HPLC Analysis of TRP Metabolites

The TRP metabolites were measured by a previously described HPLC method [22 (link)]. Briefly, analytes were extracted from samples and calibrators/controls using Waters Oasis MCX extraction cartridges (Waters, Milford, MS). The eluent was then evaporated to dryness and reconstituted with 0.1 M PBS for injection into the HPLC system. Analyses were carried out on a Waters 2695 chromatograph with a 250 mm × 4 mm Supersphere 60 RP-select B, C8 column (Merck, Darmstadt, Germany) connected to a Waters 2487 dual-λ UV detector and a 2475 fluorescence detector. TRP (λex: 300 nm; λem: 350 nm) and 5-HIAA (λex: 300 nm; λem: 340 nm) were measured by fluorescence detection; KYN (365 nm), KYNA (330 nm), and 3-HK (365 nm) were measured by UV detection.
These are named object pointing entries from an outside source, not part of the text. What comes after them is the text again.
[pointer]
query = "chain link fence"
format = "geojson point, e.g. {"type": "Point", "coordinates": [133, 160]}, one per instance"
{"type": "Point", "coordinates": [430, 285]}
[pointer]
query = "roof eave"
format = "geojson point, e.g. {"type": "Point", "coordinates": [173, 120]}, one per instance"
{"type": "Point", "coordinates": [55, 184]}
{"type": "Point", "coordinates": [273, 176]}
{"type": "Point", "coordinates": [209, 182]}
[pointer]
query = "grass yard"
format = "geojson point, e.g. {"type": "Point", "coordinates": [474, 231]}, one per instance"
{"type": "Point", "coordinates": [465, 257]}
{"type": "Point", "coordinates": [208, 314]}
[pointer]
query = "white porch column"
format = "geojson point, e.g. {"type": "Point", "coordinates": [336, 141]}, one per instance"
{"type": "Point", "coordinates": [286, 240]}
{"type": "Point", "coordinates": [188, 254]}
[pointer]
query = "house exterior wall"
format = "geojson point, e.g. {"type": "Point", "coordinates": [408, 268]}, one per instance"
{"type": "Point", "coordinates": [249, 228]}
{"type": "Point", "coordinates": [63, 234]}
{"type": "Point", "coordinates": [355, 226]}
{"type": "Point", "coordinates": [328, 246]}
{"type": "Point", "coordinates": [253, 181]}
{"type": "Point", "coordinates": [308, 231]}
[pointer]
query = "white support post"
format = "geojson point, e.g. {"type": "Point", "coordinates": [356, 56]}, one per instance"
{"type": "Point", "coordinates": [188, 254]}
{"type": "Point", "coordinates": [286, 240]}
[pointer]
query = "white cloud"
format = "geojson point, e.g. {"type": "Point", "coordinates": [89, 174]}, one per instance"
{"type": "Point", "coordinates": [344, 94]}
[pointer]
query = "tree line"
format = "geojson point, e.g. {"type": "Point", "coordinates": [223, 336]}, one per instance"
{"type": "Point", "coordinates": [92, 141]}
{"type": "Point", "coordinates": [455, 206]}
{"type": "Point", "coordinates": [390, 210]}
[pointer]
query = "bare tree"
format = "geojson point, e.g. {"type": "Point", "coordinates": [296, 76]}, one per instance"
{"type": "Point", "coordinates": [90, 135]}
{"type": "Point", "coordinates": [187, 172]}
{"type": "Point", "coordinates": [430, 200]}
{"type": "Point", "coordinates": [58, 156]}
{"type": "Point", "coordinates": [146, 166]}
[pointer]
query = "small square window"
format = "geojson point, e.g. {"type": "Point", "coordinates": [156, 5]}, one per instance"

Data were processed using EMPOWER software (Waters). The concentrations were established through comparison of peak heights of the single analytes with the peak heights of the respective calibration curves, always including the internal standard into the calculation. The method has been validated showing good absolute recovery and precisions (e.g. for 3-HK: recovery of 85,8%, intra-day precision of 3.9%, and inter-day precision of 7.5%).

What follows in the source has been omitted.